Tian Zuguo, Liu Shuiyu, Weng Chunlan
Department of Hematology, Affiliated Hospital of Zunyi Medical University, Zunyi, Guizhou, China.
PeerJ. 2025 Sep 16;13:e20001. doi: 10.7717/peerj.20001. eCollection 2025.
Diffuse large B-cell lymphoma (DLBCL) is the most common non-Hodgkin lymphoma (NHL) subtype in adults. Dysregulation of replication factor C subunit 3 (RFC3) gene expression were associated with disease progression and poor prognosis in various cancer types. However, its significance in DLBCL remains largely unexplored. This study aimed to characterize RFC3 expression patterns, clinical relevance, functional mechanisms, and potential therapeutic implications in DLBCL.
Multi-omics analyses were performed using data extracted from the Gene Expression Omnibus (GEO) project (GSE181063, GSE10846, GSE32918, GSE31312, GSE32018, and GSE12453) and The Cancer Genome Atlas (TCGA). RFC3 expression was validated immunohistochemistry (IHC) in DLBCL samples. Survival analysis was conducted using the Kaplan-Meier method. The chi-square test was used to assess the association between RFC3 expression and clinical characteristics of DLBCL. Gene Set Enrichment Analysis (GSEA) was employed to identify tumor signaling pathways associated with RFC3. Immune infiltration was evaluated using the Immuno-Oncology Biological Research (IOBR) package. Drug sensitivity analysis was performed using the oncoPredict package, and immunotherapy response was assessed via the IMvigor210 dataset. Pan-cancer analysis was conducted using the easyTCGA and TCGAplot packages available on the R software.
RFC3 expression was significantly upregulated in DLBCL. High RFC3 expression was closely associated with poor prognosis, adverse clinical features, and adverse tumor microenvironment characteristics in DLBCL patients. Furthermore, multiple tumor proliferation and cancer-related signaling pathways were significantly enriched in the high RFC3 expression group.

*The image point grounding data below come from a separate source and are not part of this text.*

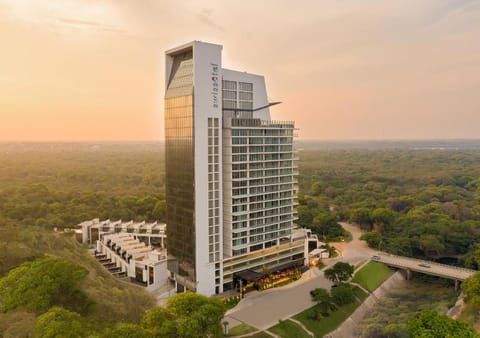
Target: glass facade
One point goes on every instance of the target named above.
(180, 180)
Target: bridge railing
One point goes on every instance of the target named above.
(427, 262)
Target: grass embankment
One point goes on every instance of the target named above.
(372, 275)
(321, 327)
(287, 328)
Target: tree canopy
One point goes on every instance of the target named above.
(340, 272)
(42, 283)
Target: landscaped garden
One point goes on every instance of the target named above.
(372, 275)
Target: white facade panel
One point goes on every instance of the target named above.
(207, 104)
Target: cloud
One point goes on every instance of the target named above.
(85, 24)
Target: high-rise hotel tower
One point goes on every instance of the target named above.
(230, 174)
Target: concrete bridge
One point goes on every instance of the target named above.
(410, 265)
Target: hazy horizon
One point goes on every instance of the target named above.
(345, 71)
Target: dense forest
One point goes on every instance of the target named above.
(413, 202)
(422, 203)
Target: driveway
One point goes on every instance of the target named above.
(264, 309)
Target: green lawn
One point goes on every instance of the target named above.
(240, 330)
(287, 329)
(372, 275)
(327, 324)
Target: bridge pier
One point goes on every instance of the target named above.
(457, 284)
(408, 274)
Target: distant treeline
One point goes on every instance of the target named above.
(413, 202)
(422, 203)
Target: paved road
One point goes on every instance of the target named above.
(264, 309)
(426, 267)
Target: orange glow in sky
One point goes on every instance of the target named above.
(78, 70)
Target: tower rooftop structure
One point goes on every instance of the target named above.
(230, 174)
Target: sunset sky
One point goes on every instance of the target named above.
(78, 70)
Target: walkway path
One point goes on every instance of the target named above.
(302, 326)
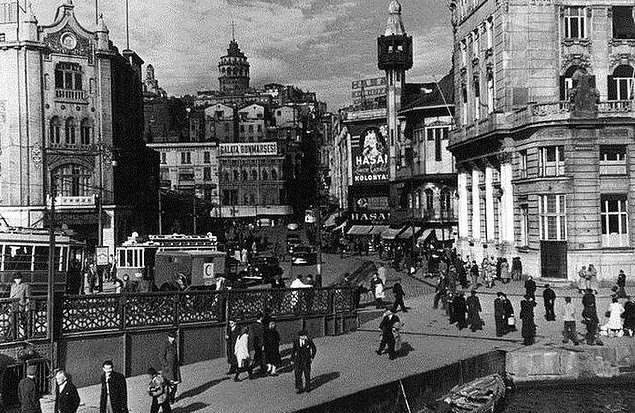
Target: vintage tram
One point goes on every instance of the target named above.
(136, 257)
(26, 251)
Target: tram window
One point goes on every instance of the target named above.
(41, 258)
(17, 257)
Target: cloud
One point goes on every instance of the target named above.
(319, 44)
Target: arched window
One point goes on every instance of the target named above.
(70, 131)
(569, 81)
(54, 130)
(86, 131)
(72, 180)
(620, 83)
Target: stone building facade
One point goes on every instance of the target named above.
(71, 123)
(545, 131)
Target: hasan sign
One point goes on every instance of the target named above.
(248, 149)
(370, 156)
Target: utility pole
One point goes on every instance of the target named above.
(51, 269)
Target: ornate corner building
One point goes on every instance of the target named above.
(544, 143)
(71, 124)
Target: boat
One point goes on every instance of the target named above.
(478, 396)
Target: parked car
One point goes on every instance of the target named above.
(304, 255)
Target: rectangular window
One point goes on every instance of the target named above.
(623, 22)
(574, 23)
(553, 217)
(614, 217)
(552, 161)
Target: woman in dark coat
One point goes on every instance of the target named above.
(272, 348)
(528, 330)
(473, 304)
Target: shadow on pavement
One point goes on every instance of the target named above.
(322, 379)
(199, 389)
(191, 408)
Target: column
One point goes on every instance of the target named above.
(489, 204)
(507, 202)
(476, 206)
(462, 210)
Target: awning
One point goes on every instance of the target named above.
(359, 230)
(424, 236)
(408, 232)
(391, 233)
(378, 229)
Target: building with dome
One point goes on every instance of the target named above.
(71, 127)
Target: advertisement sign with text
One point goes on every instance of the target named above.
(370, 155)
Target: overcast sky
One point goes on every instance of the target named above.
(319, 45)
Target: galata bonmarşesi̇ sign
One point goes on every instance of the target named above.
(370, 156)
(248, 149)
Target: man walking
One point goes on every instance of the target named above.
(114, 391)
(549, 297)
(170, 368)
(27, 392)
(302, 355)
(568, 315)
(399, 293)
(387, 335)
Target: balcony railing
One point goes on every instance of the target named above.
(70, 95)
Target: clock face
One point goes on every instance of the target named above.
(69, 41)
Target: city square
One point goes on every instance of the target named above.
(320, 206)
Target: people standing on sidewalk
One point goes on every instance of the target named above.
(528, 330)
(272, 349)
(509, 314)
(530, 287)
(243, 354)
(387, 334)
(27, 392)
(66, 396)
(460, 310)
(474, 320)
(549, 297)
(399, 293)
(303, 353)
(158, 389)
(621, 284)
(232, 335)
(499, 315)
(114, 390)
(629, 317)
(170, 367)
(568, 315)
(614, 313)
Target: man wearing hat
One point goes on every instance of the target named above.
(303, 353)
(170, 365)
(27, 392)
(387, 335)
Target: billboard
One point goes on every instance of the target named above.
(369, 153)
(248, 149)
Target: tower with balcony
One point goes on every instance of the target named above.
(394, 56)
(544, 138)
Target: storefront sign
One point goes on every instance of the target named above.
(248, 149)
(370, 156)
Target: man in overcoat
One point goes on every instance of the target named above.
(114, 390)
(302, 355)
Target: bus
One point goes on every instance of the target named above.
(26, 251)
(136, 257)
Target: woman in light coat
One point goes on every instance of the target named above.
(241, 351)
(615, 317)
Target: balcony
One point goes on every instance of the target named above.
(70, 95)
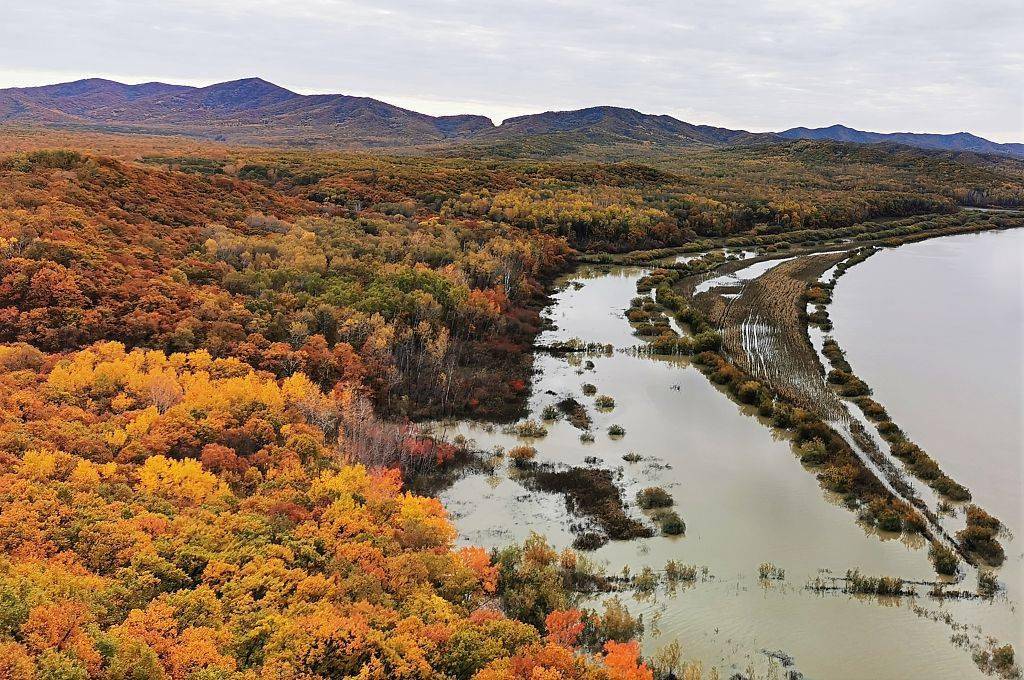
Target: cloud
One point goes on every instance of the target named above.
(922, 66)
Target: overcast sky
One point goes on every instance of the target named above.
(938, 66)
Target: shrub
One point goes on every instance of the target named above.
(889, 520)
(813, 453)
(522, 455)
(950, 489)
(871, 409)
(707, 341)
(672, 523)
(674, 571)
(981, 541)
(749, 391)
(653, 497)
(944, 559)
(987, 584)
(531, 429)
(589, 541)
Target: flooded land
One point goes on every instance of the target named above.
(933, 327)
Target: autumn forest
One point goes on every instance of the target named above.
(217, 362)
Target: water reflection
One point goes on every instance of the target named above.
(745, 500)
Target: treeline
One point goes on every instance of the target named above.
(183, 517)
(431, 315)
(619, 207)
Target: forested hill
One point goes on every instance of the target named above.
(960, 141)
(213, 362)
(254, 111)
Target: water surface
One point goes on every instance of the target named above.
(745, 500)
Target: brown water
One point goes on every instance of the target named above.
(745, 500)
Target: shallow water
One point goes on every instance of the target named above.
(745, 500)
(936, 328)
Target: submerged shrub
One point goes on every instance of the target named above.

The pan-cancer analysis also revealed elevated RFC3 expression across several tumor types. Elevated RFC3 expression was strongly correlated with worse tumor prognosis.
RFC3 may serve as a novel prognostic biomarker and a potential therapeutic target for DLBCL. Further investigations into the mechanisms underlying RFC3 dysregulation may provide important insights for future diagnostic and therapeutic strategies.
弥漫性大B细胞淋巴瘤(DLBCL)是成人中最常见的非霍奇金淋巴瘤(NHL)亚型。复制因子C亚基3(RFC3)基因表达失调与多种癌症类型的疾病进展和不良预后相关。然而,其在DLBCL中的意义仍 largely 未被探索。本研究旨在表征RFC3在DLBCL中的表达模式、临床相关性、功能机制及潜在治疗意义。
使用从基因表达综合数据库(GEO)项目(GSE181063、GSE10846、GSE32918、GSE31312、GSE32018和GSE12453)以及癌症基因组图谱(TCGA)中提取的数据进行多组学分析。通过免疫组织化学(IHC)验证DLBCL样本中RFC3的表达。采用Kaplan-Meier方法进行生存分析。使用卡方检验评估RFC3表达与DLBCL临床特征之间的关联。采用基因集富集分析(GSEA)来识别与RFC3相关的肿瘤信号通路。使用免疫肿瘤生物学研究(IOBR)软件包评估免疫浸润情况。使用oncoPredict软件包进行药物敏感性分析,并通过IMvigor210数据集评估免疫治疗反应。使用R软件上可用的easyTCGA和TCGAplot软件包进行泛癌分析。
DLBCL中RFC3表达显著上调。高RFC3表达与DLBCL患者的不良预后、不良临床特征及不良肿瘤微环境特征密切相关。此外,多个肿瘤增殖和癌症相关信号通路在高RFC3表达组中显著富集。泛癌分析还显示多种肿瘤类型中RFC3表达升高。RFC3表达升高与更差的肿瘤预后密切相关。
RFC3可能作为DLBCL的一种新型预后生物标志物和潜在治疗靶点。对RFC3失调潜在机制的进一步研究可能为未来的诊断和治疗策略提供重要见解。